On appelle huile essentielle, ou parfois essence végétale (du latin essentia, « nature d’une chose »), le liquide concentré et hydrophobe des composés aromatiques (odoriférants) volatils d’une plante .

1.DEFINITION

On obtient ainsi par  entraînement à la vapeur d’eau ou distillation à sec ,tout autre méthode d’extraction ne correspond pas à des huiles essentielles.

L’Agence nationale de sécurité du médicament et des produits de santé (ANSM) pour les usages pharmaceutiques et cosmétiques défini les huiles essentielles ainsi . ( Produit odorant, généralement de composition complexe, obtenu à partir d’une matière première végétale botaniquement définie, par entraînement par la vapeur d’eau ) . On sépare ainsi l’huile essentielle de la phase aqueuse par un procédé physique n’entraînant pas de changement significatif de sa composition .  

la Pharmacopée française et la Pharmacopée européenne utilisent le terme d’huile essentielle.

1 Utilisation thérapeutique :

On utilise les huiles essentielles pour soigner dans le cadre de l’aromathérapie, une discipline non réglementée. Certaines huiles essentielles possèdent des propriétés médicalement intéressantes. On contrôle leur usage car, comme pour tout produit ayant un effet sur le métabolisme, un mauvais dosage ou une mauvaise utilisation peuvent avoir des conséquences néfastes . Ainsi, le millepertuis, le ginkgo ou le pamplemousse peuvent pertuber l’effet thérapeutique d’autres médicaments par interaction médicamenteuse. De même, l’absinthe ou le thuya sont toxiques pour le système nerveux, c’est pourquoi en France certaines huiles essentielles sont délivrées que par un pharmacien.

2 .PRECAUTIONS

Pour le médecin aromathérapeute Jean-Pierre Willem, « ce n’est pas une médecine douce. Il n’est pas possible de faire de l’automédication.  Une seule cuillère à café d’ HE de thuya, par exemple, peut suffire à provoquer la mort.

L’ingestion d’huile essentielle peut entraîner une intoxication sévère, notamment chez les enfants pour lesquels le risque accidentel est élevé . Les symptômes les plus fréquemment rencontrés sont neurologiques, respiratoires et digestifs. Les principaux symptômes neurologiques sont des crises convulsives , des signes semblables à l’ébriété, des troubles de l’équilibre ou des hallucinations . Des signes respiratoires peuvent survenir , ainsi que des signes digestifs comme des douleurs abdominales, des nausées, des vomissements et des diarrhées.

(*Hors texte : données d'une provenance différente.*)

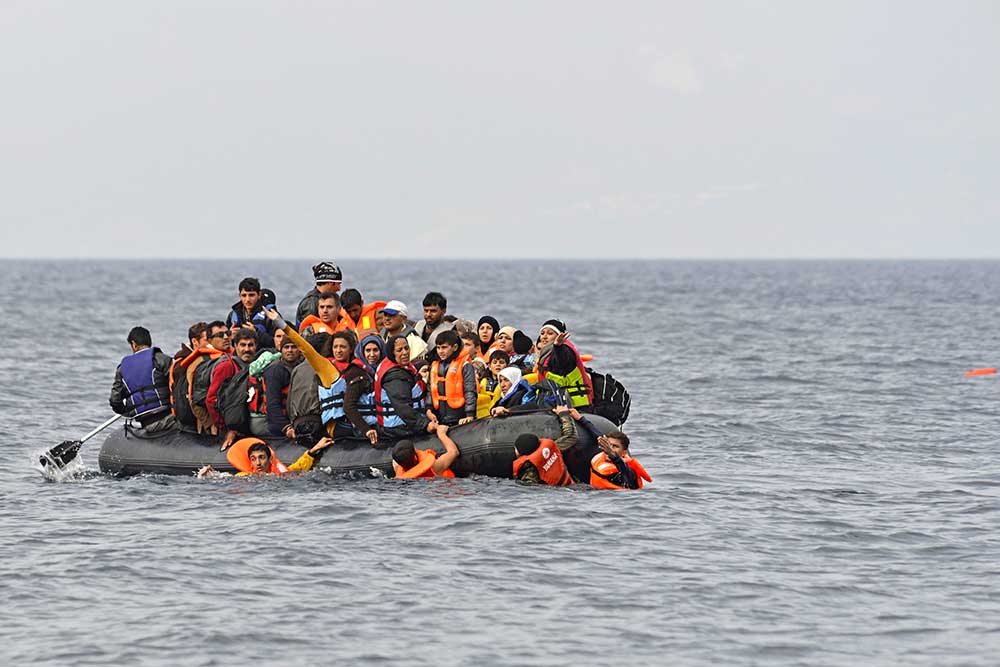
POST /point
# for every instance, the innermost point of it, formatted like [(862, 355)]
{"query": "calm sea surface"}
[(826, 482)]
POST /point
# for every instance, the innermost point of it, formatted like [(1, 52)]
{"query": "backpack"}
[(546, 394), (203, 379), (233, 401), (611, 398), (179, 404)]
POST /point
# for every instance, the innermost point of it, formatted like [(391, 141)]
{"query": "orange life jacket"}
[(602, 469), (548, 460), (454, 387), (366, 321), (425, 461), (240, 459), (319, 326)]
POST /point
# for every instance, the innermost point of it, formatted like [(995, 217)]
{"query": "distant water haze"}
[(474, 130), (825, 482)]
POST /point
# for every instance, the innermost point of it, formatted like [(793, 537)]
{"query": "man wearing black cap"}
[(328, 278), (559, 361)]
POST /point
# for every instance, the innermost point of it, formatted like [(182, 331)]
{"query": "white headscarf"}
[(512, 373)]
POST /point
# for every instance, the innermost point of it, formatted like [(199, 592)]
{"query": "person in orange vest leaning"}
[(329, 319), (540, 460), (613, 468), (360, 316), (409, 463)]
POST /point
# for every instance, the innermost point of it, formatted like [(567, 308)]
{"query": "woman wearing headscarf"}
[(513, 389), (487, 332), (399, 393)]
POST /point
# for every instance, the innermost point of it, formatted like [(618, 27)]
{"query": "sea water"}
[(826, 482)]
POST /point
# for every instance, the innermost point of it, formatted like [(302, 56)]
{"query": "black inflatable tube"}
[(486, 445)]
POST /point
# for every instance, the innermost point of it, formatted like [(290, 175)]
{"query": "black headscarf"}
[(492, 321)]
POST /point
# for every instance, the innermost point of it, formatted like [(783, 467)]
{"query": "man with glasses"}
[(140, 390)]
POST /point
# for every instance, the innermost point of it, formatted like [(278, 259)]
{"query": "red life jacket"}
[(548, 460), (454, 386), (602, 469), (423, 468), (240, 459), (366, 321)]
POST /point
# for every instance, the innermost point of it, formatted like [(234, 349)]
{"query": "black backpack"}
[(178, 398), (611, 399), (233, 401)]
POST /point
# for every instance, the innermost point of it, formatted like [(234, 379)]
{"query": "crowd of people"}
[(346, 368)]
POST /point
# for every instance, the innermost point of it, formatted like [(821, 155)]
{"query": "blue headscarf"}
[(359, 351)]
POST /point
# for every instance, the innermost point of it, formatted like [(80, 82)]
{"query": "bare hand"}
[(321, 445), (230, 439)]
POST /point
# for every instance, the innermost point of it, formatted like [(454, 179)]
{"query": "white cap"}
[(394, 307)]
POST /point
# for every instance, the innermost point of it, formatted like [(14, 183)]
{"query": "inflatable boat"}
[(486, 445)]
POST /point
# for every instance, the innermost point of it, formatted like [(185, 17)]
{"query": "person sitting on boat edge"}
[(141, 388), (395, 323), (513, 388), (245, 349), (361, 317), (410, 463), (559, 361), (328, 278), (540, 460), (253, 456), (248, 313), (453, 387), (328, 320), (613, 467), (276, 384), (434, 322)]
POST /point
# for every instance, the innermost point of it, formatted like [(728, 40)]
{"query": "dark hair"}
[(403, 453), (259, 447), (390, 347), (322, 342), (197, 329), (526, 443), (327, 297), (436, 299), (448, 337), (620, 437), (351, 297), (500, 354), (242, 334), (347, 336), (139, 336)]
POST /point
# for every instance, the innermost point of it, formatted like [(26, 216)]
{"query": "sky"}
[(499, 130)]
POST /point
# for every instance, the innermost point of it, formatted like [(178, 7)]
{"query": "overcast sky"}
[(499, 129)]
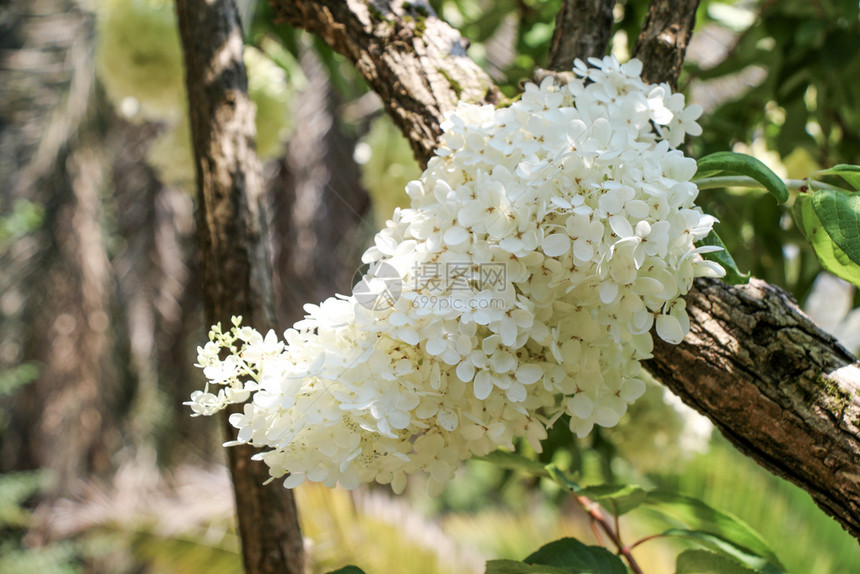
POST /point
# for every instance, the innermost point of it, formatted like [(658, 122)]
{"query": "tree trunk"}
[(236, 272), (582, 30), (368, 39)]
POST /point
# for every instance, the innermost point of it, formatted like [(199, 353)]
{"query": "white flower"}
[(544, 242)]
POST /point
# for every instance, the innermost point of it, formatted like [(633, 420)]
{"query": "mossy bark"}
[(237, 277), (804, 434)]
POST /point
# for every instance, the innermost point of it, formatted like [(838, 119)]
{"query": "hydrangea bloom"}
[(544, 242)]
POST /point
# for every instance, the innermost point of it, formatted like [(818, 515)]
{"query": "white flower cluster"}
[(544, 241)]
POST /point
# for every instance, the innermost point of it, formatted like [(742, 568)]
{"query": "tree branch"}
[(663, 40), (779, 388), (582, 30), (415, 61), (237, 277), (772, 367)]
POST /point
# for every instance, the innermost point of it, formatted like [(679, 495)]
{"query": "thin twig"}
[(599, 516)]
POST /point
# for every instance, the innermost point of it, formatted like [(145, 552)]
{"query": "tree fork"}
[(236, 274), (348, 28)]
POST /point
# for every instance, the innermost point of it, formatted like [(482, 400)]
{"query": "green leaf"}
[(619, 498), (696, 515), (571, 555), (743, 164), (839, 213), (850, 173), (724, 258), (704, 562), (514, 461), (831, 257), (514, 567), (727, 549)]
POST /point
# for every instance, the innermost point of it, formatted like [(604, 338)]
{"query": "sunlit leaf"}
[(696, 515), (839, 213), (727, 549), (620, 499), (571, 555), (831, 257), (514, 461), (704, 562), (742, 164), (850, 173), (515, 567)]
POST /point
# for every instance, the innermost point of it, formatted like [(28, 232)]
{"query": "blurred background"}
[(102, 468)]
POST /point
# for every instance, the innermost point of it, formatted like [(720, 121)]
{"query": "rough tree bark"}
[(662, 43), (236, 271), (415, 61), (806, 411)]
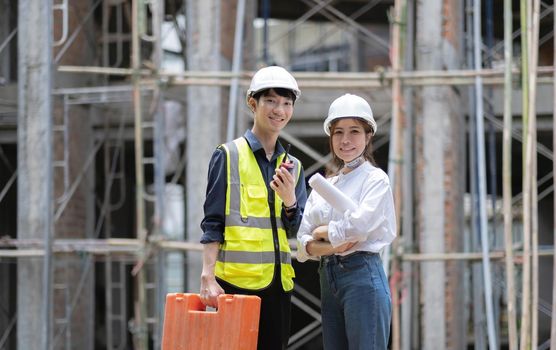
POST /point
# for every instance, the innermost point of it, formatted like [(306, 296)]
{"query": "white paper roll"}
[(336, 198)]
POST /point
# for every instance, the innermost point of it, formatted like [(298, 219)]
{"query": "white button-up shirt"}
[(372, 224)]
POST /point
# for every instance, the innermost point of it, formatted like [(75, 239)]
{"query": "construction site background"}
[(111, 109)]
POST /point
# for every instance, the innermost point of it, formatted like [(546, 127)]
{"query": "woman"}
[(356, 304)]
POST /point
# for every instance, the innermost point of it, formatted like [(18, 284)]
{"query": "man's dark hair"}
[(280, 91)]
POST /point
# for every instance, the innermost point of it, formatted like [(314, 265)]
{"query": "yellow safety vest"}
[(253, 241)]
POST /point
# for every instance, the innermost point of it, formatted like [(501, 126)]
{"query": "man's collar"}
[(256, 145)]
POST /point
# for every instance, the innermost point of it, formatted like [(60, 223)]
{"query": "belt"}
[(336, 259)]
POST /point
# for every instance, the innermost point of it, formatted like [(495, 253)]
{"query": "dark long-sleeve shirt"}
[(215, 202)]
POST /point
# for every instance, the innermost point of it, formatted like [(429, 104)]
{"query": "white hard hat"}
[(272, 77), (349, 106)]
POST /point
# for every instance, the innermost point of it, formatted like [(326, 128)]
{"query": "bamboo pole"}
[(507, 177), (526, 279), (533, 47)]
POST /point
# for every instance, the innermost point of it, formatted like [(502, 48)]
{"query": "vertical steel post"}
[(507, 177), (479, 119), (35, 188)]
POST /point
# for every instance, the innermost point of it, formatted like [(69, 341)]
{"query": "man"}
[(252, 205)]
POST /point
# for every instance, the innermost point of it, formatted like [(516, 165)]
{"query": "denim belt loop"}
[(337, 259)]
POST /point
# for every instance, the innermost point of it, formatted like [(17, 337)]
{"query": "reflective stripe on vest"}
[(247, 257)]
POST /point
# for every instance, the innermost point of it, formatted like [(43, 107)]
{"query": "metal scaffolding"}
[(139, 85)]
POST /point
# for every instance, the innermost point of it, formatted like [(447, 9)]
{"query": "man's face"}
[(272, 111)]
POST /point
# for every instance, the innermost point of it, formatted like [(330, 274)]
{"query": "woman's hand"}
[(321, 233), (344, 247)]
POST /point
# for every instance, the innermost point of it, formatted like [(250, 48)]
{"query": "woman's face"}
[(349, 139)]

L’ANSM indique que « Les huiles essentielles ne s’utilisent pas de façon prolongée (au-delà de quelques jours) sans avis médical. » . Elles ne s’ ingérent pas pures, car elles présentent un risque important pour les muqueuses ainsi que pour le foie . Selon le pharmacien Jacques Fleurentin, « Une cuillère à café d’huiles essentielles, c’est directement les urgences. C’est tout le temps par gouttes. Toujours. ».

  • Pendant les trois premiers mois de toute grossesse, on interdit d’utiliser les huiles essentielles sans indication médicale.
  • Après massage ou application cutanée, le lavage des mains est obligatoire.
  • Les huiles essentielles ne s’injectent pas.
  • Veiller à utiliser des huiles essentielles de qualité.
  • Ne pas laisser les flacons à la portée des enfants.
  • Un test d’allergie sera nécessaire aux personnes fragiles.
  • Ne jamais utiliser les huiles essentielles pures au contact des yeux, du nez, des conduits auditifs et des zones ano-génitales.
  • En cas d’absorption ou d’instillation accidentelle, s’adresser au centre antipoison.
  • On conserve à une température variant de 5 °C à 35 °C , dans un flacon en verre coloré, ou en aluminium , toujours bien scellé par un bouchon étanche afin d’éviter l’évaporation.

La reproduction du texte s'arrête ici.